Still running with CPU: ./darknet detect cfg/yolov3.cfg yolov3.weights data/dog.jpg

Loading weights from yolov3.weights...Done!
data/dog.jpg: Predicted in **19.136767 seconds**.
dog: 100%
truck: 92%
bicycle: 99%

how to fix this error to compile for CUDA ?

ghost commented 5 years ago

Looks like nvcc crashed. Have you tried CUDA 10.0 instead of 10.1?

aerobiotic commented 5 years ago

I have darknet working with CUDA 10.1. Had some other issues. But to give you hope it should work.

I am on the master branch. I have not freshened the project in a while. Hash is 80d9bec20f0a44ab07616215c6eadb2d633492fe so perhaps try that specific version.

Like you ... since I see this in your output ... we both have edited the Makefile and updated paths to cuda near line 50

COMMON+= -DGPU -I/usr/local/cuda-10.1/include/
LDFLAGS+= -L/usr/local/cuda-10.1/lib64 -lcuda -lcudart -lcublas -lcurand

Then I got errors about could not find cuda near the end of the build.

-L/usr/local/cuda-10.1/lib64 -lcuda -lcudart -lcublas -lcurand -lstdc++ 
/usr/bin/ld: cannot find -lcuda
collect2: error: ld returned 1 exit status
Makefile:85: recipe for target 'libdarknet.so' failed
make: *** [libdarknet.so] Error 1

Fixed the above by adding a symlink to the cuda library I found in linux-gnu folder.

cd /usr/local/cuda-10.1/lib64
sudo ln -s  /usr/lib/x86_64-linux-gnu/libcuda.so.418.39 libcuda.so

The build worked fine and I was able to run the example below at about 75 times faster than on the system CPU:

./darknet detect cfg/yolo.cfg yolo.weights data/dog.jpg

I am on Ubuntu 18.04 I got most of my tools (compilers, and libraries)l from following the instructions for OpenCV 4.0.1 build. Those are found below.
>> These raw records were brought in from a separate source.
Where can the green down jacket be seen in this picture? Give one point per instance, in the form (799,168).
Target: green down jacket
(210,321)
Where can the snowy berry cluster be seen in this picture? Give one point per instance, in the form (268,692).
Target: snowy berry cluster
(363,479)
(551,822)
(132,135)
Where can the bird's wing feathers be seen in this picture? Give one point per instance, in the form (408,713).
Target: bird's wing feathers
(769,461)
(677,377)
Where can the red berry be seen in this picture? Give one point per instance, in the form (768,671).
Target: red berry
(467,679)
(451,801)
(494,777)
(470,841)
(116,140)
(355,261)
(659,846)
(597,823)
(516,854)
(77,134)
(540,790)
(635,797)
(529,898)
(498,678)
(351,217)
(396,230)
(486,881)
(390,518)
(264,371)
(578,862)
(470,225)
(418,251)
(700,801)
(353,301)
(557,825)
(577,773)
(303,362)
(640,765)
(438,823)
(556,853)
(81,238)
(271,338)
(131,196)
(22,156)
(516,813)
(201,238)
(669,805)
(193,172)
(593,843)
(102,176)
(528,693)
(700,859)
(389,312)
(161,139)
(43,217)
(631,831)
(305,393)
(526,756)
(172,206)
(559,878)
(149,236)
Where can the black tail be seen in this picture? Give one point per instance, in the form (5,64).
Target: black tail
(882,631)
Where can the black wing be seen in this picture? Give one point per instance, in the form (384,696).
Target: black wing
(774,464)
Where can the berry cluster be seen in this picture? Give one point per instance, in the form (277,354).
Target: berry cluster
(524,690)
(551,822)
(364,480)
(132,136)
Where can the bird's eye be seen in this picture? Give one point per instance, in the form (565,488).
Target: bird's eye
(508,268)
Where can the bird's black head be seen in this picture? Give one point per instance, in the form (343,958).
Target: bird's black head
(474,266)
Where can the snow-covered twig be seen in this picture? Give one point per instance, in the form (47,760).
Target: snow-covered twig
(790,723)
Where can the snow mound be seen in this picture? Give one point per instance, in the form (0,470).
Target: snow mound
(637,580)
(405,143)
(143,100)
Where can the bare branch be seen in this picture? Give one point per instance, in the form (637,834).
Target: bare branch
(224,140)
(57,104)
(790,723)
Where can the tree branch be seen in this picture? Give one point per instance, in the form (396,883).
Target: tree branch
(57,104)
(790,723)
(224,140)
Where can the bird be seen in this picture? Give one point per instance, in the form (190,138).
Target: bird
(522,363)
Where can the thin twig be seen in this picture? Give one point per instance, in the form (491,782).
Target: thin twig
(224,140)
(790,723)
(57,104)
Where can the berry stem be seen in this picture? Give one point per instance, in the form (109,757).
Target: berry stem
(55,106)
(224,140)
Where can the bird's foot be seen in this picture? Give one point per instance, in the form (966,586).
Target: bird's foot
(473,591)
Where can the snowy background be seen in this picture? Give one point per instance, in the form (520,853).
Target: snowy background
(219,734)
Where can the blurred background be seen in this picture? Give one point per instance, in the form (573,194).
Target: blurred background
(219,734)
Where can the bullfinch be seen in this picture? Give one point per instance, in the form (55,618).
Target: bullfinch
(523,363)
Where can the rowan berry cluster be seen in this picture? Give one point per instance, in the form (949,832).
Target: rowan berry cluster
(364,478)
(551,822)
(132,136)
Perhaps it is a compiler version or make issue?

https://github.com/spmallick/learnopencv/blob/master/InstallScripts/installOpenCV-4-on-Ubuntu-18-04.sh

LIMHARRY commented 5 years ago

omg!! It works!!! thanks aerobiotic

OSSome01 commented 4 years ago

image

I tried the above command. Still not working!!. Please help

eltonfernando commented 4 years ago

my version cudnn-10.1-linux-x64-v7.6.5.32.tgz Just replace at /src/gemm.c:232: cudaThreadSynchronize() with cudaDeviceSynchronize()